Proposed recommendations of The Companies Law Committee for Deposits under Companies Act, 2013
Definition of Deposit:
The Committee considered the suggestion for making the definition of deposit less restrictive, but felt that adequate prescriptive powers for excluding amounts received by a company from the term ‘deposit’ have been provided in the definition and no change is, therefore, required.
Recommendations in the definition of Deposit:
The Committee recommended that there is a case for outstanding advances not be treated as deposits even after 365 days, if they are received in the ordinary course of business, as evidenced by a written contract and during normal business cycle subject to disclosure of details of such outstanding amounts in the financial statements. However, such relaxation should be made only after ensuring that all regulatory concerns have been addressed.
Compulsory Convertible Debentures:
Any amount raised by issue of debentures compulsorily convertible into shares of the company within five TEN years is excluded from the definition of “deposits”.
Exclusion of following from definition of deposit:
i. The Committee recommended amendment of Rule 2(1)(c) of the Deposits Rules to exclude amounts directly received by a company from Alternate Investment Funds, Domestic Venture Capital Funds and Mutual Funds registered with SEBI, from the definition of deposits.
ii. The Committee recommended that the MCA may consider excluding unsecured debentures listed as per SEBI Regulations from the definition of deposits.
iii. Convertible Notes:
The Committee, recommended that convertible notes, convertible into equity or repayable within 5 years from the date of issue, if issued to a person with a minimum investment size of Rupees Twenty Five lakh brought in a single tranche, should not be treated as deposits under the Companies Act, 2013.
Increase in Deposit of Money in Separate Bank Account for maturity of Deposits:
The Committee recommended that, the requirement for the amount to be deposited and kept in a scheduled bank in a financial year should be changed to not less than twenty percent of the amount of deposits maturing during that financial year.
The Committee said that it would increase the cost of borrowing for the company as well as lock-up a high percentage of the borrowed sums but will be reasonable safeguards for the depositors who have to receive money on maturity of their deposits.
Omission of Deposit Insurance:
Section 73(2)(d) mandates a company accepting deposits to provide for deposit insurance in such manner and to such extent as may be prescribed.
The Committee has noted thatinsurance companies are not offering any products for covering company deposit default risks, this requirement was already relaxed till 31/03/2016.
As on date none of the insurance companies is offering such insurance products.
Considering the above situation, the Committee felt that the provisions of Section 73(2)(d) along with relevant Rules be omitted.

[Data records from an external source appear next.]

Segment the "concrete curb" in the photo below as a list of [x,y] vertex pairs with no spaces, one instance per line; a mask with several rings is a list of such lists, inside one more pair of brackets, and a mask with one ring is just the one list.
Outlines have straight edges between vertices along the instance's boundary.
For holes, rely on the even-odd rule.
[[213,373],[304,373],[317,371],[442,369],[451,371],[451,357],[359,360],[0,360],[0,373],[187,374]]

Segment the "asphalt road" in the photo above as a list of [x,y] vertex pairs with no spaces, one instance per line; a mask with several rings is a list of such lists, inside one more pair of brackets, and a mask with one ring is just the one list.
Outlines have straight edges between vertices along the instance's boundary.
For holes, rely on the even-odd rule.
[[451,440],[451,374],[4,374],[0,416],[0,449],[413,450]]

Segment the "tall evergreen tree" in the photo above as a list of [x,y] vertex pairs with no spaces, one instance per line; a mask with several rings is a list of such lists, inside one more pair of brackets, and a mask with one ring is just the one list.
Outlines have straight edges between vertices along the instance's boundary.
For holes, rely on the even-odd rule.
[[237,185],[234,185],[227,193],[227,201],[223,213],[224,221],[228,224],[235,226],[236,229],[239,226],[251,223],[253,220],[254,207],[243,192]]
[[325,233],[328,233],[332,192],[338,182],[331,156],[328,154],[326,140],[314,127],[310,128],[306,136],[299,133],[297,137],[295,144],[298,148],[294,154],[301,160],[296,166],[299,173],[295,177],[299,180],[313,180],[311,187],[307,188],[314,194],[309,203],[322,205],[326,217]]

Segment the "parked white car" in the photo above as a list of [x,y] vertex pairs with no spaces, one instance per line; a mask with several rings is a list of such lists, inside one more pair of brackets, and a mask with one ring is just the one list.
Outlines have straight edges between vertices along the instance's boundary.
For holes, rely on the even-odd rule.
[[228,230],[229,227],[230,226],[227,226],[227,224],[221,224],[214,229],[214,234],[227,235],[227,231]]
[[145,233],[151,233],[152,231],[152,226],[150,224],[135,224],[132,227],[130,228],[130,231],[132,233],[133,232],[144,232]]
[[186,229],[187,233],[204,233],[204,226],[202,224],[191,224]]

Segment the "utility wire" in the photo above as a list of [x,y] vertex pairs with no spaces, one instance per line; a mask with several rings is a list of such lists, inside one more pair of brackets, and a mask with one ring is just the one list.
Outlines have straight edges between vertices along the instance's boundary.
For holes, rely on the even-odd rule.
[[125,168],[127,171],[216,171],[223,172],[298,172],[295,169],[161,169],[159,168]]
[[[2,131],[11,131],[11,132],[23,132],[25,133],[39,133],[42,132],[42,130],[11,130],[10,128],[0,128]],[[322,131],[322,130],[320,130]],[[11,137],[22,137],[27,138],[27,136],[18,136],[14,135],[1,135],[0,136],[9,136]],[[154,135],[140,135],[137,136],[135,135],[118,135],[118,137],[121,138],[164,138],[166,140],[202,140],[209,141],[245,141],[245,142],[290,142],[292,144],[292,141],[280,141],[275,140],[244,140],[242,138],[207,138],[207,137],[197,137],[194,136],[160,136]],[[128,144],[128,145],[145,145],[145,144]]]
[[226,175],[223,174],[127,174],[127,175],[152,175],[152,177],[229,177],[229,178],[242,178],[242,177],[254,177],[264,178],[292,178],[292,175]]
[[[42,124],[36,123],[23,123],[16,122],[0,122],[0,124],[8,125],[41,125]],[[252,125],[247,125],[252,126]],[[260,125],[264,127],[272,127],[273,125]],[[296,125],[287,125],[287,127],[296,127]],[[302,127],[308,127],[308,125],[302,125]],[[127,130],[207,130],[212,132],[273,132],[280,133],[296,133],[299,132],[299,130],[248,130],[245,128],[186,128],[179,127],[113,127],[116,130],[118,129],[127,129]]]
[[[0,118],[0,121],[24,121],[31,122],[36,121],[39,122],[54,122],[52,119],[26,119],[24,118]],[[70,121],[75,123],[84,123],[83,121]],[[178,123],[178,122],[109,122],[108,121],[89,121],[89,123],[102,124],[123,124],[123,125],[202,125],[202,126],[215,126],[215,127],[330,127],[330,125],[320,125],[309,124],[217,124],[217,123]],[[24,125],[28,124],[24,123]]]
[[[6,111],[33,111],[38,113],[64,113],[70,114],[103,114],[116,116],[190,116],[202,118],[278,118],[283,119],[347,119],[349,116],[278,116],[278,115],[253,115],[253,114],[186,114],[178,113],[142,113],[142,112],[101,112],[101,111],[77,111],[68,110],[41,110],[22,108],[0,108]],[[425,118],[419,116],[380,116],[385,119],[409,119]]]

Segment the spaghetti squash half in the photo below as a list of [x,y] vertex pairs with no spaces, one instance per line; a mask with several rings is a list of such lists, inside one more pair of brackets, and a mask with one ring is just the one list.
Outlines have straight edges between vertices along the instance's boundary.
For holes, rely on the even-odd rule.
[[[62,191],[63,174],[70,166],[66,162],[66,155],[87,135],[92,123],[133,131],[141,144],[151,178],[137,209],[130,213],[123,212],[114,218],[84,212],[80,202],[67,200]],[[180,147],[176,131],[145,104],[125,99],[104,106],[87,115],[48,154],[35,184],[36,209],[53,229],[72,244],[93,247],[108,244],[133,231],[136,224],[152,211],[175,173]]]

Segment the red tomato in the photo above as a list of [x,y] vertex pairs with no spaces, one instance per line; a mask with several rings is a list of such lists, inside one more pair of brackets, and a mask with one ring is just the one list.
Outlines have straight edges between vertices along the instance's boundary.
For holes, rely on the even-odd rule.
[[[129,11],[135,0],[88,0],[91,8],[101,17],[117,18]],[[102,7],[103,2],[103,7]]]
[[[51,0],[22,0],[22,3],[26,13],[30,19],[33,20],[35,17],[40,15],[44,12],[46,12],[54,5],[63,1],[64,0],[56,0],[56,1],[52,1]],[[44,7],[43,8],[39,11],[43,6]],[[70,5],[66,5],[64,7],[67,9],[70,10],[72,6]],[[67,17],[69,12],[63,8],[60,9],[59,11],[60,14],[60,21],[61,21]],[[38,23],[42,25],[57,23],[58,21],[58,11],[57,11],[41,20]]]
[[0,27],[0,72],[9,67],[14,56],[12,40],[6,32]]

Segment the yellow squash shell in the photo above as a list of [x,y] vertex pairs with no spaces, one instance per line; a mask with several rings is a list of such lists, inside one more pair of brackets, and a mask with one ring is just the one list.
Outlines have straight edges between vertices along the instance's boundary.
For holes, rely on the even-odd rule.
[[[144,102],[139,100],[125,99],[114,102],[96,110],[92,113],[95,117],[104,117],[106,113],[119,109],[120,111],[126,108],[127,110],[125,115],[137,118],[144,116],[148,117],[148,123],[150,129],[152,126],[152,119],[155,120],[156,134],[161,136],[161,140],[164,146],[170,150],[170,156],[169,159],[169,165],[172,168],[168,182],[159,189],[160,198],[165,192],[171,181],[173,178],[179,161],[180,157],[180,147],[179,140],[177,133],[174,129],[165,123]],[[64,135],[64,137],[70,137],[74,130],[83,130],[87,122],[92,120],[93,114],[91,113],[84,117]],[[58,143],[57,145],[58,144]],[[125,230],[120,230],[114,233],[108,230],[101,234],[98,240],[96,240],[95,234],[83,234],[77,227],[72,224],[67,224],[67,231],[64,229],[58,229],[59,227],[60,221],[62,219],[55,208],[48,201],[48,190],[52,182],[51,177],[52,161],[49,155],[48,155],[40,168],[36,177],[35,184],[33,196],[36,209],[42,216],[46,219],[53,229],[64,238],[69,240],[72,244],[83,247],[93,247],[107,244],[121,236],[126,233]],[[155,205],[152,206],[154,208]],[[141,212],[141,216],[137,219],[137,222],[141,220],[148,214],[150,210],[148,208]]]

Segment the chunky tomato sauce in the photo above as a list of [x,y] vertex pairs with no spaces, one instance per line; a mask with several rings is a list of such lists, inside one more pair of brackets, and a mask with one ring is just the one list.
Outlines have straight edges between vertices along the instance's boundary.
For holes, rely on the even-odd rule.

Certificate- Non default for repayment of deposit:
One of the conditions of acceptance of deposit that company has not committed any default in the repayment of deposits. It was recommended that the prohibition on accepting further deposits should apply indefinitely only to a company that had not rectified/made good earlier defaults. However, in case a company had made good an earlier default in the repayment of deposits and the payment of interest due thereon, then it should be allowed to accept further deposits after a period of five yearsfrom the date it repaid the earlier defaulting amounts with full disclosures.
Note: This requirement was harsh on companies which might have defaulted due to reasons beyond their control, such as industry conditions at some point of time in the past, but repaid such deposits with earnest efforts thereafter.
Acceptance of deposit by Private Company engages in infrastructure sector:
The Committee recommended to allow to private companies engage in infrastructure sector from the upper limit, as promoters or their relatives or ‘Qualified Institutional Buyers’ (QIB), who had invested in the risk capital would already be aware of the business prospects of the company.
Exemptions for newly incorporated Private Company from exemption:
At present private companies are permitted to accept deposits from their members’ deposits which amount shall not exceed 100% of their paid up capital and free reserves with relaxed compliance requirements.
But for the Newly Incorporated (Startup) Companies it is very difficult to raise funds for the business. Therefore, the Committee recommended that limits with regard to raising of deposits from members for ‘Start-ups’ which are private companies may be removed for the first five years from their incorporation.
Note: This provision is a step toward ease of doing business and view behind this must be to encourage new businessman to start their business.
Reduction in Minimum Penalty:
The committee suggest that in case of contravention of section 73 to 76 minimum fine may be modified to Rupees one Crore or twice the deposit accepted, whichever is lower but which could extend to Rupees Ten Crore.
Note: at present penalty in Companies Act u/s 76A is very harsh if Company have accepted small amount of deposit and contravene the provisions of section 73 to 76. Because for any amount of deposit minimum penalty was Rs. 1crore which was very high for the small as well as big entrepreneurs. Therefore, Committee recommended above mentioned minimum penalty.
Publication of circular while accepting deposit:
It was suggested that it should not be mandatory to send individual circulars to members of the company under Rule 4(1) if an advertisement has been issued by a company for acceptance of deposits from public and also when the same is placed on the website of the company.
Note: It is good to advertise and publish the circular instead of sending it to individual Member.